BENTON — Sandwich shop franchise chain Jimmy John’s is once again the target of a labor class action lawsuit. 

This time, an Illinois resident filed a complaint in a federal district court alleging the company’s franchise agreement is non-competitive and violates federal antitrust law. 

Jonathan Crotty
Jonathan Crotty | Parker Poe

Sylas Butler, the primary plaintiff, filed suit alleging Jimmy John’s Franchise LLC et al. has violated the Sherman Antitrust Act of 1890, as amended, according to the Madison County Record.

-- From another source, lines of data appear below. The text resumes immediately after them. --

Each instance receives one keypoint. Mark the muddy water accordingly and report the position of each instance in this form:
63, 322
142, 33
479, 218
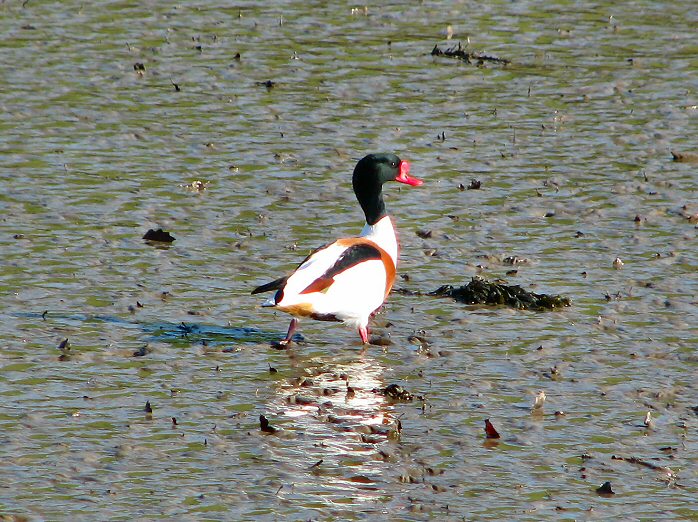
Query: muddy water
572, 145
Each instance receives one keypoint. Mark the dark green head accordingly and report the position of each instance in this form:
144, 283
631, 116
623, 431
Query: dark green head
369, 175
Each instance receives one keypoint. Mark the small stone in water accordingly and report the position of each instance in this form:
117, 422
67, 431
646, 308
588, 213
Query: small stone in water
265, 426
490, 431
605, 489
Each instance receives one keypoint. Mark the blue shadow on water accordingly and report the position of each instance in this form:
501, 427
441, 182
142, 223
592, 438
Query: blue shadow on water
164, 331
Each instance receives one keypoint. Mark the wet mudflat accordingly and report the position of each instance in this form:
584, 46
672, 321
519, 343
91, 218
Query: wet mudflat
235, 129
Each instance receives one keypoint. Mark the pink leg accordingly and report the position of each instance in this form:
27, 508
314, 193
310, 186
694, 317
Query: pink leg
363, 332
289, 335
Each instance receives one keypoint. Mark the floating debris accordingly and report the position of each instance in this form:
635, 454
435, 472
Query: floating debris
64, 347
640, 462
265, 426
158, 235
460, 53
268, 84
684, 157
196, 185
490, 431
605, 489
481, 291
648, 419
142, 351
395, 392
539, 401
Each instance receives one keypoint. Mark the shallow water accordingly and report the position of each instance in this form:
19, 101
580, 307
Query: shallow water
571, 142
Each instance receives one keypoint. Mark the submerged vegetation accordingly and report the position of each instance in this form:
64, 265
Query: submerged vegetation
481, 291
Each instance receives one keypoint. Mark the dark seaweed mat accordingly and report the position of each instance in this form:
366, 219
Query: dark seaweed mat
469, 57
481, 291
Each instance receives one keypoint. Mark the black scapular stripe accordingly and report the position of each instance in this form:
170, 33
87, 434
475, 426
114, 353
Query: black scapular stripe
352, 256
274, 285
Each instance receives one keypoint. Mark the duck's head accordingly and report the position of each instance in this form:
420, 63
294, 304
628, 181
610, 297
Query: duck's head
376, 169
369, 175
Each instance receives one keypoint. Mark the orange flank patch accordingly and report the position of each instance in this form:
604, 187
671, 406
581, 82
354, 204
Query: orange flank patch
298, 310
372, 251
389, 271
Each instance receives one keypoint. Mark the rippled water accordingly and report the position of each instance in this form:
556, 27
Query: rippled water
572, 144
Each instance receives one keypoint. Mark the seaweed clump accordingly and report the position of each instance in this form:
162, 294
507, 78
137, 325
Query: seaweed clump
481, 291
460, 53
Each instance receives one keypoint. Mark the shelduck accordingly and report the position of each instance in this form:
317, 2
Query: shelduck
349, 279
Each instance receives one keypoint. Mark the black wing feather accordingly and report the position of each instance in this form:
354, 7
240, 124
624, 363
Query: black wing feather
274, 285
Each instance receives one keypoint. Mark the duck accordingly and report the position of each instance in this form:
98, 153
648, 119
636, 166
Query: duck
349, 279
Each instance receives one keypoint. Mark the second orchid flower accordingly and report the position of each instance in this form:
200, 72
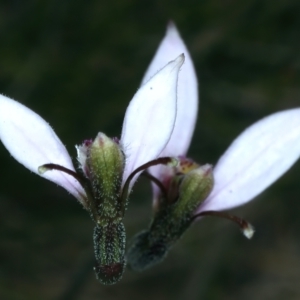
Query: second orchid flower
186, 192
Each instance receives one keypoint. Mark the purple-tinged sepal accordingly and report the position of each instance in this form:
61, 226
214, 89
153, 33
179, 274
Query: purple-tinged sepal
184, 192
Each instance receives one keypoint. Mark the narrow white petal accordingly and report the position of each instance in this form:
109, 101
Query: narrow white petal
32, 142
150, 117
187, 93
257, 158
187, 98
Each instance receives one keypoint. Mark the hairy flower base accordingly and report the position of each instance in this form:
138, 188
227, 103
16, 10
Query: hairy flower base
109, 233
182, 193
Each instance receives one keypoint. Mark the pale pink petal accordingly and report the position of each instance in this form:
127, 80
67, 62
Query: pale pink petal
187, 92
150, 117
257, 158
32, 142
187, 98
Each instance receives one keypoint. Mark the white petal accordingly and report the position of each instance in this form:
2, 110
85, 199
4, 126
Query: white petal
150, 117
187, 98
257, 158
32, 142
187, 94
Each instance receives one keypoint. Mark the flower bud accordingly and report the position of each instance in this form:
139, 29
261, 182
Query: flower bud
172, 219
102, 162
109, 245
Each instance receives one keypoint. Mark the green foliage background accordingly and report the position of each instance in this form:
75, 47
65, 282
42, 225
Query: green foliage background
78, 63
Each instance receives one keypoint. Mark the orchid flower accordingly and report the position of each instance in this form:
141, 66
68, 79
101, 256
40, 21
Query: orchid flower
109, 167
186, 192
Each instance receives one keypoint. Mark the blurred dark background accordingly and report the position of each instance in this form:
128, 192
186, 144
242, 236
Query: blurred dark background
77, 64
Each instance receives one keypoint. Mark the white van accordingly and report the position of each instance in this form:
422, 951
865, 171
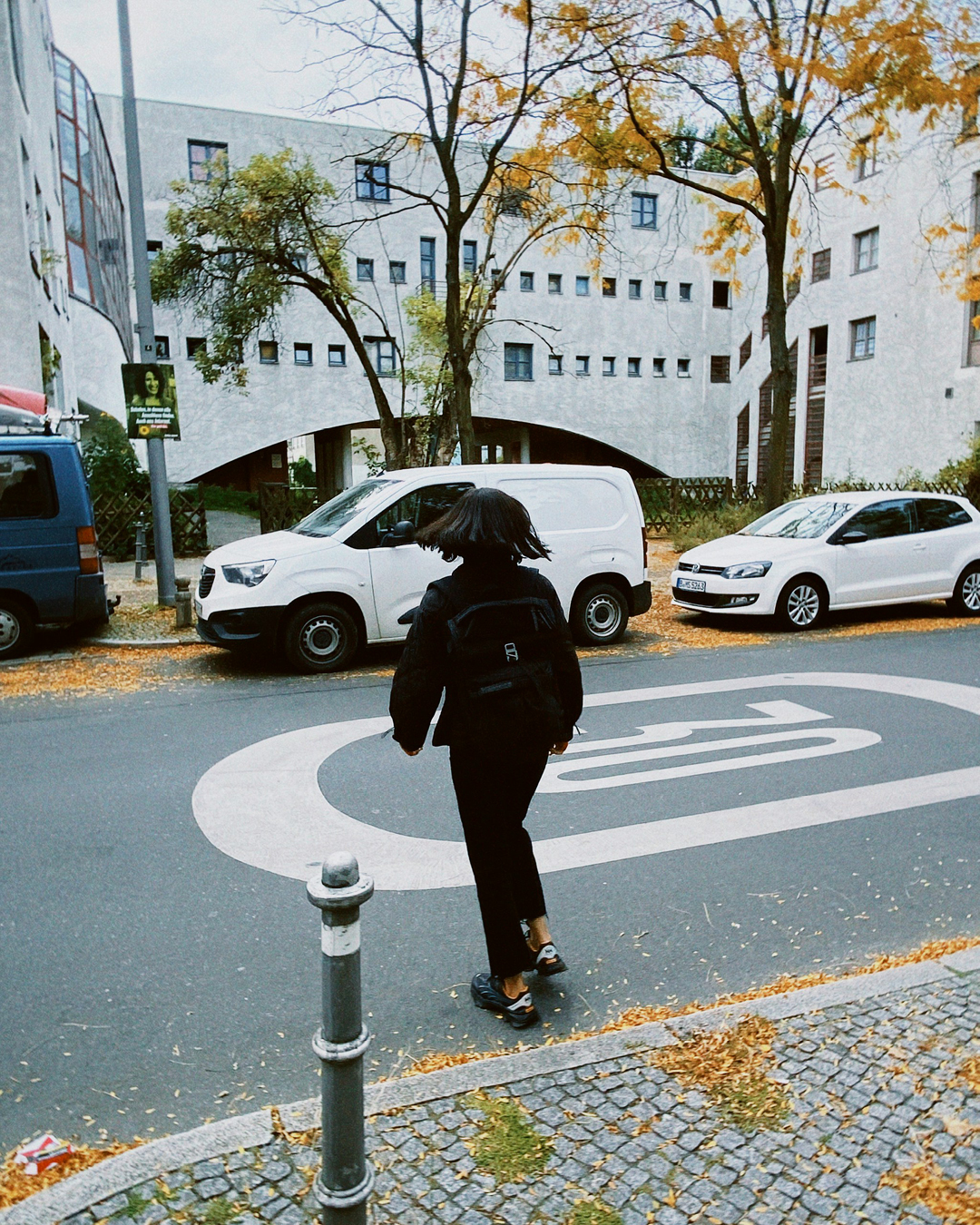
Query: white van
350, 573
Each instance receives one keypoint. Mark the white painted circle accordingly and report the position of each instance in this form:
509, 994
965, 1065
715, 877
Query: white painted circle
263, 806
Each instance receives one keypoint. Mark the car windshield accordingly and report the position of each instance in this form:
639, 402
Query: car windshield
329, 517
799, 521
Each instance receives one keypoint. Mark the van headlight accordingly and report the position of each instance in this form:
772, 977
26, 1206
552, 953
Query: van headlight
748, 570
250, 573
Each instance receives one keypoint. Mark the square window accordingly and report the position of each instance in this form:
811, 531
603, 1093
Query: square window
823, 172
384, 358
867, 250
517, 363
371, 179
644, 211
863, 338
867, 158
821, 266
207, 161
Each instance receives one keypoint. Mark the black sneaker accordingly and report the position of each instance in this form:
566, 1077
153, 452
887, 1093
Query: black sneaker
487, 993
546, 961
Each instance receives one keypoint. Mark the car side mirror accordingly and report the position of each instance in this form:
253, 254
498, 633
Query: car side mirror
402, 533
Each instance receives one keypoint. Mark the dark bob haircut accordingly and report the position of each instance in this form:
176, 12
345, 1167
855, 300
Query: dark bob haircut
485, 524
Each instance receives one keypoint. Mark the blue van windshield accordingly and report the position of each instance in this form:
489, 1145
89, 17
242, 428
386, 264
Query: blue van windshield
329, 517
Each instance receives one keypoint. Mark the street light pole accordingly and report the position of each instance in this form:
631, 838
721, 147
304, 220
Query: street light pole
163, 543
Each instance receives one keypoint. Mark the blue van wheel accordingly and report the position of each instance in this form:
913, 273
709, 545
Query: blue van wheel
16, 627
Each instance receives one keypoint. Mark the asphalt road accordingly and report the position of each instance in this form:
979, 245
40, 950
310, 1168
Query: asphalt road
151, 980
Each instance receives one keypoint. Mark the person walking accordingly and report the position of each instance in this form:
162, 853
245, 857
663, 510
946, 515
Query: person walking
494, 637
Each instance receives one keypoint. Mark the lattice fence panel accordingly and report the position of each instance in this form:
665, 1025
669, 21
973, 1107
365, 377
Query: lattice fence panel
116, 516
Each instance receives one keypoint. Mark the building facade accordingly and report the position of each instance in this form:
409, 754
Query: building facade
643, 357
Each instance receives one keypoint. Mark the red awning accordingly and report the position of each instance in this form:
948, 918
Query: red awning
32, 401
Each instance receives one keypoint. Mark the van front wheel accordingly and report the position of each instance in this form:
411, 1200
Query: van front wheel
599, 615
320, 639
16, 629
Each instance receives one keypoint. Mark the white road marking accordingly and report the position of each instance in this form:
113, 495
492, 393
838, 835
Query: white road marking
263, 806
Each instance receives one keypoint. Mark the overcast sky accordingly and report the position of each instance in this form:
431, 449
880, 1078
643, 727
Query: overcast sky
214, 53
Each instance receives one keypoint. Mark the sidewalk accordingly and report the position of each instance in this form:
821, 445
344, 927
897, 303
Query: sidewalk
858, 1100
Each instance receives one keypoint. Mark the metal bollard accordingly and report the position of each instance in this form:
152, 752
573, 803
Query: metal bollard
346, 1178
140, 548
182, 602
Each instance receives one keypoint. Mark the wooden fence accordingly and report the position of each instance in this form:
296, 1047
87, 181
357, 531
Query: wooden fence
280, 506
116, 516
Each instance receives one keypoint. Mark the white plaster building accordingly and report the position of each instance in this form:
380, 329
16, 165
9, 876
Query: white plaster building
646, 361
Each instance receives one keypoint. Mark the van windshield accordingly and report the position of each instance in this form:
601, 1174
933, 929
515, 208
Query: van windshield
329, 517
799, 521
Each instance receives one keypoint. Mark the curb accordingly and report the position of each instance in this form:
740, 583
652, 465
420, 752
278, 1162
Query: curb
141, 642
118, 1173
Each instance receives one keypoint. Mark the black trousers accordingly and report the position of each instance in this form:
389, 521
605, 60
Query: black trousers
494, 790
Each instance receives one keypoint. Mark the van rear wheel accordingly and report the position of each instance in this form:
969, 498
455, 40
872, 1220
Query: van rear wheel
16, 629
599, 615
320, 637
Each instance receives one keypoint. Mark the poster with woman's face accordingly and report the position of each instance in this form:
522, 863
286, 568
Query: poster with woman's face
151, 401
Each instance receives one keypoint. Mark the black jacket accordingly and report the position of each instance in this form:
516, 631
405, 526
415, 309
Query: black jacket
422, 672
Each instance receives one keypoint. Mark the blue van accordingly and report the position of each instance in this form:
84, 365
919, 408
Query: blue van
51, 573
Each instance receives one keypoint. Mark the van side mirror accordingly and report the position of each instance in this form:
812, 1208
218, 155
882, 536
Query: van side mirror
402, 533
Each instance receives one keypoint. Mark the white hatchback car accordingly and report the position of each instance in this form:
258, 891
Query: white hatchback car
837, 552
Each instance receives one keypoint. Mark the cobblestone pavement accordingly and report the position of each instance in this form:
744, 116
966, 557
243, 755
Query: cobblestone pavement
871, 1089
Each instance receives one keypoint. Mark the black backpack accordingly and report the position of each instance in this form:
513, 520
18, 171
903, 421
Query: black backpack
501, 675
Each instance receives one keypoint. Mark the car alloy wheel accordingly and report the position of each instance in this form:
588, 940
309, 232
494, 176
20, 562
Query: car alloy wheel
321, 639
802, 605
603, 616
970, 591
10, 630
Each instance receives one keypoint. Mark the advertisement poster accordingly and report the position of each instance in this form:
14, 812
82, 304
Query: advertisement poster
151, 401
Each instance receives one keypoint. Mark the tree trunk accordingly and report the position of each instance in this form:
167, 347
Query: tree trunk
780, 371
459, 392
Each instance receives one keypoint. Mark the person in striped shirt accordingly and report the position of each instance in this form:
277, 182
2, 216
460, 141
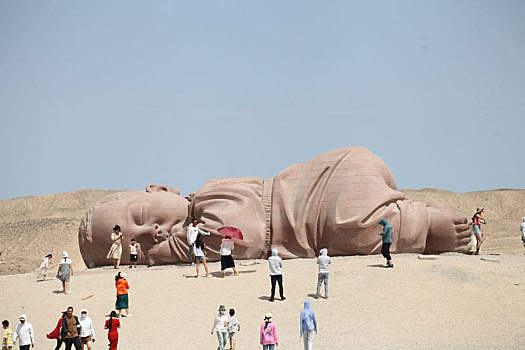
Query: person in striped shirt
7, 340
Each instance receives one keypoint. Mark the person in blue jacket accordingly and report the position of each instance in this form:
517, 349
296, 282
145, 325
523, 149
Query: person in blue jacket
308, 325
387, 241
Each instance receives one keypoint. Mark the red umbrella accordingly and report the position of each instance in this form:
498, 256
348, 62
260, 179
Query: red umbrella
231, 231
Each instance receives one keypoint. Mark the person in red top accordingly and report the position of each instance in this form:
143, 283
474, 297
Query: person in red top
122, 294
112, 325
55, 334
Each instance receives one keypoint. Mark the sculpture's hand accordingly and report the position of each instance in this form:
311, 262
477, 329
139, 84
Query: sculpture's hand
447, 231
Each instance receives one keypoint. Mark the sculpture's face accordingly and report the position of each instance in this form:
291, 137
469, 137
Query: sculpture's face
149, 218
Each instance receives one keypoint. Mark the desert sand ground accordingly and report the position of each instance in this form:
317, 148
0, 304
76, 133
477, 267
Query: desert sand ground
453, 302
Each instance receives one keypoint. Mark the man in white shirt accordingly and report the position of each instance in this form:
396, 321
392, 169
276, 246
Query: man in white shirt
24, 334
192, 233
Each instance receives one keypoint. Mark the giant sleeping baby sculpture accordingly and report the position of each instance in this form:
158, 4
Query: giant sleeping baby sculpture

Jimmy John's has come under a number of lawsuits in recent years from current and former employees. But those prior claims "involved agreements between Jimmy John’s and its employees," Jonathan M. Crotty, an attorney at Parker Poe Adams & Bernstein LLP, told the Cook County Record

"The new suit is based on agreements between the company and its franchisees," he said. "The employees are not parties to the agreements, but the plaintiffs allege that employees are negatively affected as a result.”

Butler, serving as the named plaintiff in the mass action, started his employment with Jimmy John’s franchisee Kidds Restaurant Inc. in August 2015. By January 2017, the plaintiff was given only given four hours of work a week after expressing interest in working more hours. The plaintiff alleges that this was a gradual process over his tenure at Jimmy John’s. However, he was unable to transfer to another Jimmy John's location because of the franchise agreements, and alleges he was forced to quit to seek other employment.

According to the plaintiff, such a franchise agreement "reflects a naked restraint of competition and a per se violation of antitrust laws,” according to the Madison County Record

“If deemed to be an antitrust or anti-competitive violations, this could cause franchisors to drop these restrictions from their franchise agreements,” Crotty said. “This would, in turn, allow franchisees of the same company to recruit each other’s managers and other employees.”

Current agreements, plaintiffs argure, depress wages and employee opportunities.